Dr. Merlin Kampfer, who served on the Flinn Foundation board of directors for 26 years and was the personal physician for Irene Flinn, passed away April 18 at his home in Santa Fe, N.M.
Dr. Kampfer joined the Flinn board in 1976 and served until 2002, including a stint as board chair from 1998 through his retirement four years later. Dr. Kampfer practiced as an internist for more than 40 years, served in leading roles at Phoenix hospitals, and was generous with his time and medical expertise for organizations such as St. Vincent de Paul and Kiwanis.
After graduating from Ohio State University and Ohio State University College of Medicine, Dr. Kampfer served his residency at St. Joseph’s Hospital in Phoenix. He later opened his private practice and became chief medical officer for both St. Joseph’s Hospital and St. Luke’s Medical Center. He also served as a U.S. Air Force military doctor for three years. After retiring from his private practice, Dr. Kampfer worked in hospice and palliative care in Phoenix and Santa Fe.

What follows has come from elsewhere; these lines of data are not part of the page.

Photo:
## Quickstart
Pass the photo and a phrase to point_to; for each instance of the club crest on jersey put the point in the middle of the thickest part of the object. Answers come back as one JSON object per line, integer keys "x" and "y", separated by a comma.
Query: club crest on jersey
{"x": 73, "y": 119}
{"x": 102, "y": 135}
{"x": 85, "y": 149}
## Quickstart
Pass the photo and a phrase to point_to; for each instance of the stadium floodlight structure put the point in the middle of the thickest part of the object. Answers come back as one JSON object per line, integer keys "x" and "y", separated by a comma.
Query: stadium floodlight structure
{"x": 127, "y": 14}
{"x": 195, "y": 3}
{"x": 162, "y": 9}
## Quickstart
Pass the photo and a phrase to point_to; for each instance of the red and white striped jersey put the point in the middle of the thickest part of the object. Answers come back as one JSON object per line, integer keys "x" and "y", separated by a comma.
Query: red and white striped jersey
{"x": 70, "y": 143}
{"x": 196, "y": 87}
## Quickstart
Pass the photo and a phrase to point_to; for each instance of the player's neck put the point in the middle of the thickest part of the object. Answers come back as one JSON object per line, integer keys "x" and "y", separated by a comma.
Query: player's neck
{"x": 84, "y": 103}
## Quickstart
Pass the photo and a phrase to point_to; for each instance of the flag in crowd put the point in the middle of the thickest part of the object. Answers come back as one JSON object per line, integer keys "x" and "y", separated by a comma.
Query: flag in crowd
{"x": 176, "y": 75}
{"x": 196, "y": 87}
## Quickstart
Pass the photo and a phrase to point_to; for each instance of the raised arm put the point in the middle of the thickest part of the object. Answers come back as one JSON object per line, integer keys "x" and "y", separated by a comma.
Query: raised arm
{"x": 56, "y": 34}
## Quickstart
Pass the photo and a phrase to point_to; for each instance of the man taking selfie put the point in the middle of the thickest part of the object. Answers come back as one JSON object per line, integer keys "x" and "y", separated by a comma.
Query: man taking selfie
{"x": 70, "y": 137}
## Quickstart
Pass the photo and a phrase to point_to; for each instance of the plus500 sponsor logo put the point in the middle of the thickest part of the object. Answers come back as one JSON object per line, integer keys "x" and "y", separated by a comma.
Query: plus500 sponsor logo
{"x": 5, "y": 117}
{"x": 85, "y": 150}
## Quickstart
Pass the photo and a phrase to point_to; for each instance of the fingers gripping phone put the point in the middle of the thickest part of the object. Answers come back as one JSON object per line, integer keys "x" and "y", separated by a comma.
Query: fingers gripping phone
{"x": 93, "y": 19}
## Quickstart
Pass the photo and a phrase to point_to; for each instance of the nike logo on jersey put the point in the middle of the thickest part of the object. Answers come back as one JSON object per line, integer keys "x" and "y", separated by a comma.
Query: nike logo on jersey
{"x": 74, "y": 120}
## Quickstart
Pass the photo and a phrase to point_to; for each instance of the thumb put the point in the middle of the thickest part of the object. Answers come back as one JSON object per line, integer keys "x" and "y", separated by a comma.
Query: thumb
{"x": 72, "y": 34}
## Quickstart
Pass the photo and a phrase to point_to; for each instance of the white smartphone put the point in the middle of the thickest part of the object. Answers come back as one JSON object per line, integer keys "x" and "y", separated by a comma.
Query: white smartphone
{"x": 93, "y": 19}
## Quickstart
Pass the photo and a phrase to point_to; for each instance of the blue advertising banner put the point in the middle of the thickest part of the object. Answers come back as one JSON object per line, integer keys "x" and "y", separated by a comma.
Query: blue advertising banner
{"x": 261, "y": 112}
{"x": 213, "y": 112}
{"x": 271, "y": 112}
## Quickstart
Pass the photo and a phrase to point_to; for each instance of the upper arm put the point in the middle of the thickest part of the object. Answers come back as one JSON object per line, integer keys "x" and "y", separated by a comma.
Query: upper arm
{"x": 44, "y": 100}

Dr. Kampfer’s time as board chair occurred between the terms of Dr. Donald Buffmire and Dr. David Gullen, who serves as board chair today. As is the custom with the Flinn Foundation, Dr. Kampfer served as an honorary board member after his retirement from the board.
While Dr. Kampfer served as chair, the Flinn Foundation moved into its Central Avenue building that includes staff offices and a conference center. It was also during this time that the Foundation narrowed its health care focus to the biosciences, was involved with the formation of Translational Genomics Research Institute in downtown Phoenix, and prepared for the launch of Arizona’s Bioscience Roadmap in late 2002.
In a 2015 interview with the Flinn Foundation to recognize its 50th anniversary, Dr. Kampfer praised the generosity and politeness of Dr. Robert and Mrs. Irene Flinn, as well as their foresight for the foundation.
“They saw the investment in people as the most valuable thing to do because that would grow with you,” Dr. Kampfer said.
As Mrs. Flinn’s personal physician, Dr. Kampfer would go to the Flinn home to treat her as she did not like to go to his office. He said house calls were common at the time and he was happy to treat her there. Dr. Kampfer said at one time Mrs. Flinn wanted to buy him a horse, but he declined as he didn’t think it was proper because she was a patient.
The Flinn Foundation’s nine-member board of directors meets quarterly to award grants in the biosciences, arts and culture, and to support the Flinn Scholars Program; develop the foundation’s programs and areas of focus; approve the annual budget; and other responsibilities involved in stewarding the Foundation.